Despite two years of uneasiness in the real estate business, Stag Industrial (NYSE: STAG) has been a steady performer. In this video clip from “Ask Us Anything” on Motley Fool Live, recorded on June 14, Fool.com contributor Tyler Crowe discusses how appealing the industrial-focused REIT looks to investors.
Tyler Crowe: Right now, their same-store sales growth is 4.8% which doesn’t sound like much, but in the real estate business where you can raise your same-store portfolio by 4%, that’s pretty huge. But the ones that are really telling to me are down in the bottom of this table here where you have the cash-rent change.
This is basically like when they renew a lease, this is how much more they are getting than the old lease was previously getting. Right now their cash-rent changes are about 15%. In the real estate business, that is bonkers. If you can get a 7% lease rate increase, that is really good. But 15% on the first quarter, accelerating to 16% through the year.

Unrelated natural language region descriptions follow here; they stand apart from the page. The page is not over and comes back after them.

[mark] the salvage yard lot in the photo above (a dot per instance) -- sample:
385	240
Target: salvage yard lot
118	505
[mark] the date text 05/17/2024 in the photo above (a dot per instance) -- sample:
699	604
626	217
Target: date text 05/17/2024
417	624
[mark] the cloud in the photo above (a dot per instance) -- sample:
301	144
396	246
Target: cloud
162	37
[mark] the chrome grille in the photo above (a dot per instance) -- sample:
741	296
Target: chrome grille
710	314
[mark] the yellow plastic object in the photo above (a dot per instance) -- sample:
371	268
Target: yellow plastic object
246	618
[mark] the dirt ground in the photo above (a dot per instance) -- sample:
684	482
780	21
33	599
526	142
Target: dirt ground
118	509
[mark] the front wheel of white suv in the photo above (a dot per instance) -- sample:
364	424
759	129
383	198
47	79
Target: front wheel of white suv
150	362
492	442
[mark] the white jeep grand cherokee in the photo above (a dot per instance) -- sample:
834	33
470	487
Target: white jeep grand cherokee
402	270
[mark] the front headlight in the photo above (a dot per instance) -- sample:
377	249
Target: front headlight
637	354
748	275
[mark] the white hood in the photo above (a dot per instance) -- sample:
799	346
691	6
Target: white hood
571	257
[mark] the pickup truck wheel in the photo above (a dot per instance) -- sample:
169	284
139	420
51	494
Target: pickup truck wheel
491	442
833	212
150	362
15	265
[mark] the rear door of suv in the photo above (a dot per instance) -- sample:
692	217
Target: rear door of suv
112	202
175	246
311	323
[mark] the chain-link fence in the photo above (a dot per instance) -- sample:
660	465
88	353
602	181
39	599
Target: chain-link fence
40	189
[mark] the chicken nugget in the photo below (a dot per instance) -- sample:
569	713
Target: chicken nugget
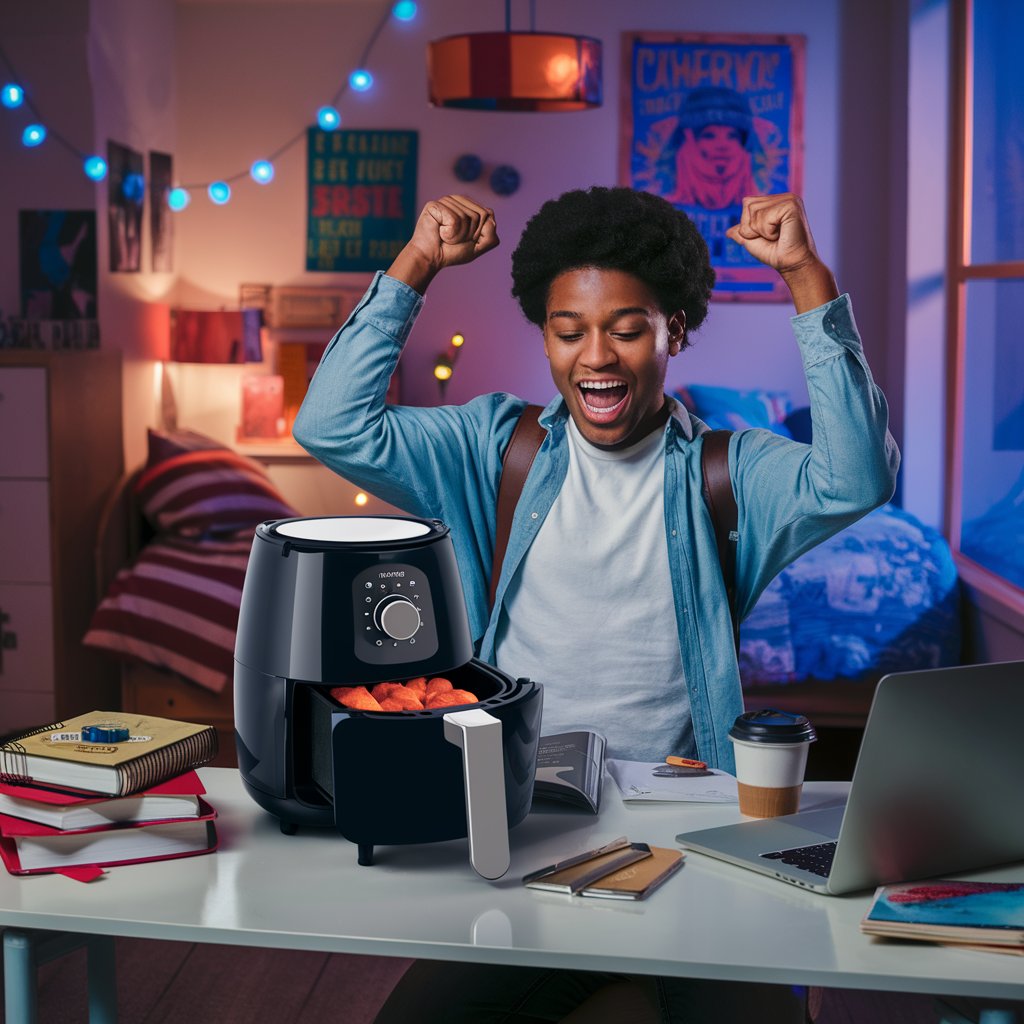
417	686
450	698
438	685
407	698
356	697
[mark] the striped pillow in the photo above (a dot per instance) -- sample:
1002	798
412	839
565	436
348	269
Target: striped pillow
208	493
177	607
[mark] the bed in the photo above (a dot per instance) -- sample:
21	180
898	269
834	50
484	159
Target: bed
175	535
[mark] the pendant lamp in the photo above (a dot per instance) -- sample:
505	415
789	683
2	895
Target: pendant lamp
515	71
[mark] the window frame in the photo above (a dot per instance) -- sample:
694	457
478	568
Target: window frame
960	271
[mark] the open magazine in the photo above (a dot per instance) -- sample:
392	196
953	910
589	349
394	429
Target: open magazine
570	769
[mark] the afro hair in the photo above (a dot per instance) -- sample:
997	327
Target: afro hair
614	229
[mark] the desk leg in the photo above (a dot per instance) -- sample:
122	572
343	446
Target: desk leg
19	976
102	980
24	951
951	1015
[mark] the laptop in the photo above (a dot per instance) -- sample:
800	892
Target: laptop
938	788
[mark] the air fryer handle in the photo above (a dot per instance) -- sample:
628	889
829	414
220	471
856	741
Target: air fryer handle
479	736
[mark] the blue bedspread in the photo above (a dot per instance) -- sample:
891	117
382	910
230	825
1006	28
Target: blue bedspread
880	596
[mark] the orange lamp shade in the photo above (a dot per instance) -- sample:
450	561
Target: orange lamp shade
515	71
215	336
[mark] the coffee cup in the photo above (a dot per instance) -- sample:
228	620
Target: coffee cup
770	747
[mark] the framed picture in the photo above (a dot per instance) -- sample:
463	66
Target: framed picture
708	120
317	307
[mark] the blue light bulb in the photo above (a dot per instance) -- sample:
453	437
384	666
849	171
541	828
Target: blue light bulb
95	168
178	199
328	118
33	135
12	95
360	80
262	171
219	192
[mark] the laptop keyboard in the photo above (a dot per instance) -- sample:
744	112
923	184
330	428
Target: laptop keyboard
816	859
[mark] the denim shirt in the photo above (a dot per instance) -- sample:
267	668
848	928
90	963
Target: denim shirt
445	463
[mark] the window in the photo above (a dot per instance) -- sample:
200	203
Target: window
985	500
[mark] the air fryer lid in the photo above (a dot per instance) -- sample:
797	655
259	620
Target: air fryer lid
352	599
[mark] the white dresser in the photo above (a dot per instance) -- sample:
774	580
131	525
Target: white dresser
60	454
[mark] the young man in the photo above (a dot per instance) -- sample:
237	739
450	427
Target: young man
610	593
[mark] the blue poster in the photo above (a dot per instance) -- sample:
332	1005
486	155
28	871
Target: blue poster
361	201
710	120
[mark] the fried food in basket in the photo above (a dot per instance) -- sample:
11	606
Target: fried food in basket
418	686
416	694
450	698
437	685
357	697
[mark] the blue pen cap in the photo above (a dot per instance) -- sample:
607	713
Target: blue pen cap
105	732
772	726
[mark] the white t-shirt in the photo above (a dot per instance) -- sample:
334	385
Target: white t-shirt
590	612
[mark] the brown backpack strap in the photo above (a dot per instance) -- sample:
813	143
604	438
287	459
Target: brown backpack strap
725	516
525	442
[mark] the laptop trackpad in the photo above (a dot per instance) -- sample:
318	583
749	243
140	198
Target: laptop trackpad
826	821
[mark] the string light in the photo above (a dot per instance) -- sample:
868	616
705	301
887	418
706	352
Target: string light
219	192
34	135
178	199
328	118
262	171
360	80
12	95
95	168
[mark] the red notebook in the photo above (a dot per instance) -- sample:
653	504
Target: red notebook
29	848
177	798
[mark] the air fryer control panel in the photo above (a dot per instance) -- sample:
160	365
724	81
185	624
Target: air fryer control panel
394	615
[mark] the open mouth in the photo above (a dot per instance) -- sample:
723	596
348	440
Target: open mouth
603	400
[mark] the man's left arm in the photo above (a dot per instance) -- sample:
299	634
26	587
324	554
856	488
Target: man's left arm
792	496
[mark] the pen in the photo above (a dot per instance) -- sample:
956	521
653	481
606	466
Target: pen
684	762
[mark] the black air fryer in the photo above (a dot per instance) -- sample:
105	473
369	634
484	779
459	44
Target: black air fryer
356	600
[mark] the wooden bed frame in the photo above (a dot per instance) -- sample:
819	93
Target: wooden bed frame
144	688
148	690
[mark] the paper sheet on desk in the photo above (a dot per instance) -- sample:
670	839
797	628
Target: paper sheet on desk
636	781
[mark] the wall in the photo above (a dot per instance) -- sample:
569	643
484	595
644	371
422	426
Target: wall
251	75
96	71
37	38
220	84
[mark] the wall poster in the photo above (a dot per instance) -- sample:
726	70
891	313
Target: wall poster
707	120
361	198
126	193
161	221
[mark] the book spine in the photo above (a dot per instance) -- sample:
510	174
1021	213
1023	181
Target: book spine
13	767
159	765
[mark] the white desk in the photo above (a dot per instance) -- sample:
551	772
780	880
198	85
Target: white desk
306	892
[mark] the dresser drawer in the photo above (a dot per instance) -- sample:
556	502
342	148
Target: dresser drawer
26	640
23	415
25	531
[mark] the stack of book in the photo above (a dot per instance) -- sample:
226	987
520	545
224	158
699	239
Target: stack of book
985	915
104	788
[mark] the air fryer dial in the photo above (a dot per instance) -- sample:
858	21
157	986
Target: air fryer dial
394	615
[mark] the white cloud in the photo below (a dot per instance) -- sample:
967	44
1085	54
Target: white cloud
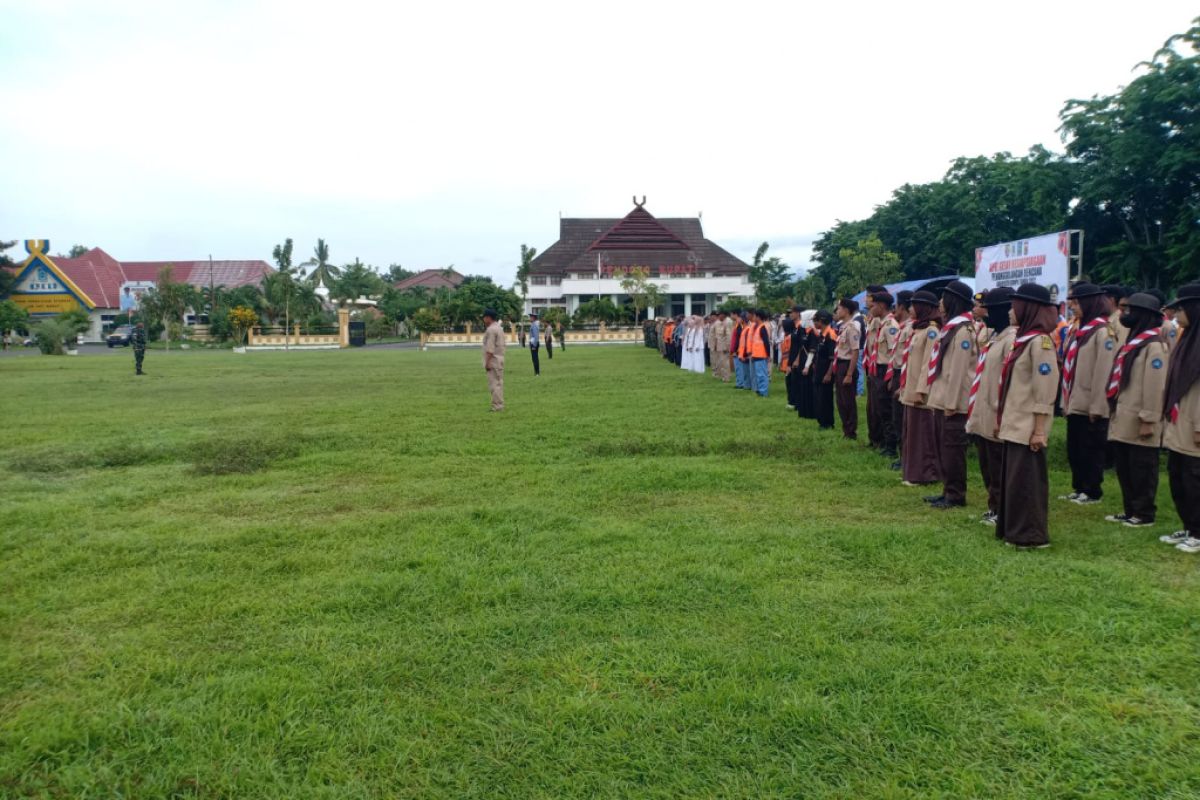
435	133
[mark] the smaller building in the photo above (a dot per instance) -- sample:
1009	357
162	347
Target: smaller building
105	288
432	280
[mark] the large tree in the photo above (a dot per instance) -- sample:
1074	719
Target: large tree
1139	151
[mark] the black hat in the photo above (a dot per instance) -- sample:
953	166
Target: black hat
1084	289
1033	293
999	296
1145	301
960	290
1186	293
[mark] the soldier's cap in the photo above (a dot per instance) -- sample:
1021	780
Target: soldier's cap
1033	293
1188	292
1145	301
1084	289
997	296
959	289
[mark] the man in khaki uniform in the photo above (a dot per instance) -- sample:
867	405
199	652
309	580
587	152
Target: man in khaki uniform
493	358
1085	376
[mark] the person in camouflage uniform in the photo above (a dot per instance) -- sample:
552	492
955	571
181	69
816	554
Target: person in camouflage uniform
138	340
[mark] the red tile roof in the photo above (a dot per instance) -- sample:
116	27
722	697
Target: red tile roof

If you noticed too, the lease terms are about 5-6 years, and so what happens there is you get this enormous buildup of years worth of leases that are going to be renewing year over year over year. So probably for the next 5-6 years, we’re going to see significant growth in leases because you have right now at this point things that were signed in 2018, 2017 that are now just barely starting to get to that release point.
So chances for increases on the cash rent for those is going up, and a lot of people are wanting to stay where they are. For the year, they are expecting 68% of their tenants to stay, which typically 50-55% is pretty good. So all of these things really point to an incredibly tight market for industrial real estate and, for a company that is putting up these numbers to be trading at pre-pandemic levels and currently with a dividend yield of 4.7%, that looks awfully attractive.